Eklat um Arif Taşdelen: Die ehemalige Bundesministerin Renate Schmidt hält die Vorwürfe gegen den SPD-General für absurd. Nun widersprechen ihr Sozialdemokratinnen vehement.

Von Andreas Glas und Olaf Przybilla, München / Nürnberg

Für Cornelia Spachtholz ist Renate Schmidt eine "Politikikone", eine "Sprachakrobatin in einer Durchsetzungsstärke", die sie immer bewundert habe. Dass aber die Jusos angeblich gerade "Pipifax" produzieren, wie Schmidt das in der Freitagsausgabe der Süddeutschen Zeitung genannt hat, kann sie beim besten Willen nicht nachvollziehen. Die sozialdemokratische Jugendorganisation hat den SPD-Generalsekretär Arif Taşdelen zur unerwünschten Person auf ihren Veranstaltungen erklärt, weil dieser sich jungen Frauen gegenüber unangemessen verhalten haben soll. Die Nürnbergerin Schmidt war zwischen 2002 und 2005 als Bundesministerin fürs Ressort Familie, Senioren, Frauen und Jugend zuständig, nicht nur in der SPD gilt sie spätestens seither als Vorkämpferin für die Interessen von Frauen. Und nun produzieren die Jusos "Pipifax"?

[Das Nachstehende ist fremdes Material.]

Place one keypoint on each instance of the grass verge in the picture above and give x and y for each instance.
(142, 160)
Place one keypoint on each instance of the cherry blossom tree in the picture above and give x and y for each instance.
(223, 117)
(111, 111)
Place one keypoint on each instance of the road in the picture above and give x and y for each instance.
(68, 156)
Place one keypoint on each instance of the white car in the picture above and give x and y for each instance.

Spachtholz, 55, war bis 2022 sechs Jahre lang in Nürnberg Vorsitzende in der Arbeitsgemeinschaft sozialdemokratischer Frauen (AsF), mit so einer Formulierung "laufen wir Gefahr, Sachverhalte zu verharmlosen", sagt sie. Genau dagegen müsse man aber angehen. So knackig die frühere Vorsitzende der Bayern-SPD formuliere, an der Stelle müsse man ihr deutlich widersprechen. "Frauen sind weiterhin strukturell und kulturell diskriminiert", sagt Spachtholz, da sei ein Wort wie "Pipifax" einfach nicht angemessen.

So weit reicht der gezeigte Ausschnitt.